The Second Circuit’s ruling clarifies that arbitrator resignations will now be treated differently than cases involving deaths. However, it remains to be seen whether variations of this new precedent will emerge depending on the timing of the arbitrator’s resignation and whether the resigning arbitrator is a party-arbitrator or the umpire. In this case, the party-arbitrator resigned prior to the hearing but after the panel had decided an important summary judgment motion and a motion for reconsideration was pending. The district court did not view the panel’s summary judgment to be tantamount to a partial final award, and the Second Circuit observed in a footnote that there had been no interlocutory confirmation of the panel’s summary judgment order that would interfere with INA’s still-pending reconsideration motion.
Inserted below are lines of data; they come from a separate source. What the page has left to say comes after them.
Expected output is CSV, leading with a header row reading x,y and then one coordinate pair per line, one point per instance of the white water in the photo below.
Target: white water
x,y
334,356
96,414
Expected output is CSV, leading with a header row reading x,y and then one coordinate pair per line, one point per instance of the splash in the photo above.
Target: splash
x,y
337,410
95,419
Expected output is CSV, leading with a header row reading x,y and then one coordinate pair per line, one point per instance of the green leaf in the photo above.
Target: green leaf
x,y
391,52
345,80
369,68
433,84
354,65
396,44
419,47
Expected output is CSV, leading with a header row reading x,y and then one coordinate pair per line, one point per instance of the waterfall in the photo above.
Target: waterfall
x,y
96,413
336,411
But what if the party-arbitrator had resigned during panel deliberations on the summary judgment motion or after it had been confirmed by the district court? What if the resignation occurs during or after a hearing on the merits? Would the court require the appointment of a substitute arbitrator in those situations? While a newly appointed arbitrator could probably get up to speed in a purely documents-driven case, particularly one ripe for summary disposition, it would quite difficult, if not impossible, for the replacement to deliberate and rule on the evidence if he or she had not heard the witnesses testify, particularly if credibility were an issue. In the months and years ahead, expect further tweaking of the Second Circuit’s new arbitrator resignation rule as its limits are tested in other resignation contexts.
Insurance Company of North America v. Public Service Mutual Insurance Company, Docket No. 09-3640-cv, 2010 U.S. App. Lexis 12853 (2d Cir. June 23, 2010).